The Lord Jesus is wonderful and all-inclusive. Even His name is called Wonderful (Isa. 9:6). The Lord is wonderful not only in His divinity but also in His humanity. Where do we see a portrait of the humanity of the Lord Jesus? It is correct to say that the Gospel of Luke emphasizes the Lord’s humanity. In his Gospel Luke presents the Lord as a normal man, as a man fully up to standard. With such a man we see human virtue, excellence, and beauty. However, not even all this can compare with the aspect of the Lord’s humanity seen in the Gospel of Mark. In Mark we see a beautiful expression of Christ’s virtues in His humanity. I believe that more of the Lord’s excellent virtues in His humanity are seen in the Gospel of Mark than in the Gospel of Luke.

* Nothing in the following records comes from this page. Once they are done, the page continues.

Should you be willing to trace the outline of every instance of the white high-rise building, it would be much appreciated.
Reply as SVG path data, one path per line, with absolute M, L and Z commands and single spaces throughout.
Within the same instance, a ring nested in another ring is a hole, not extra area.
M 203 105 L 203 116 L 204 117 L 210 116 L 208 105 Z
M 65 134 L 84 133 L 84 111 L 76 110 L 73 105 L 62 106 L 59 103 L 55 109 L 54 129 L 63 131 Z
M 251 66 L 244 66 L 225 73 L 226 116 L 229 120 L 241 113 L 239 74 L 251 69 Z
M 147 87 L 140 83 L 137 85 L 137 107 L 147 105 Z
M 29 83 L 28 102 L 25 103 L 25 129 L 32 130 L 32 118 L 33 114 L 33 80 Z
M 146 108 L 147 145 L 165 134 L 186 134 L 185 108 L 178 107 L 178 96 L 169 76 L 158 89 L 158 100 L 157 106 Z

Only one of the four Gospels—the Gospel of John—is on the Lord’s divinity. The other three Gospels, called the synoptic Gospels, are on the Lord’s humanity. The word “synoptic” indicates that the Gospels of Matthew, Mark, and Luke all have the same view, the view of the Lord’s humanity. In these three Gospels we see different aspects of Christ in His humanity: the Lord’s humanity in being the King (Matthew), the Lord’s humanity in being a man who is up to standard (Luke), and the Lord’s humanity in being a Slave (Mark).
Suppose the President of the United States, after completing his term of office, would serve as a janitor. After being President, he would willingly lower himself to become a janitor to serve others. Would this not be excellent? The excellency of such a man in his presidency could not compare with the excellency in his becoming a janitor. I believe that most citizens would appreciate him more in his being a janitor than in his being a President. With him as a President we would not see as much of the beauty of his humanity. But if he would become a janitor to serve others, we would see the beauty, the virtue, in his humanity. How beautiful for a person, after occupying the high office of President of the United States, to become a janitor! I doubt that any of us would feel comfortable in the presence of a President, but we would all feel comfortable with a janitor. How excellent it would be to see a former President working as a janitor, for we would see in him excellent human virtue!
Which kind of person do you prefer—a President or a janitor? I would rather be with a janitor than with a President. If the President were to invite me to spend the night at the White House, I would not feel at home. But if a former President were to become a janitor and invite me into his home for the night, I would feel very comfortable.
I use the illustration of a President becoming a janitor to help us see the position of the Gospel of Mark in relation to the other Gospels. In the Gospel of Matthew we see the Lord Jesus in His kingship, but in the Gospel of Mark we see the Lord in His slavery. Which do you prefer—the Lord as a King or the Lord as a Slave? Do you prefer a King-Jesus or a Slave-Jesus? Naturally, we may be inclined to appreciate the Lord as a King more than as a Slave. But we all need to appreciate the Lord as the Slave-Savior revealed in Mark. If we appreciate the Lord in this way, then we shall understand the value of the book of Mark.
In the Gospel of Mark we have a vivid record of the Lord’s humanity as a Slave. The last chapters of Mark are especially long and detailed. The reason is that Mark’s purpose is to provide a detailed record to show the beauty of the Lord as a Slave in His human virtues.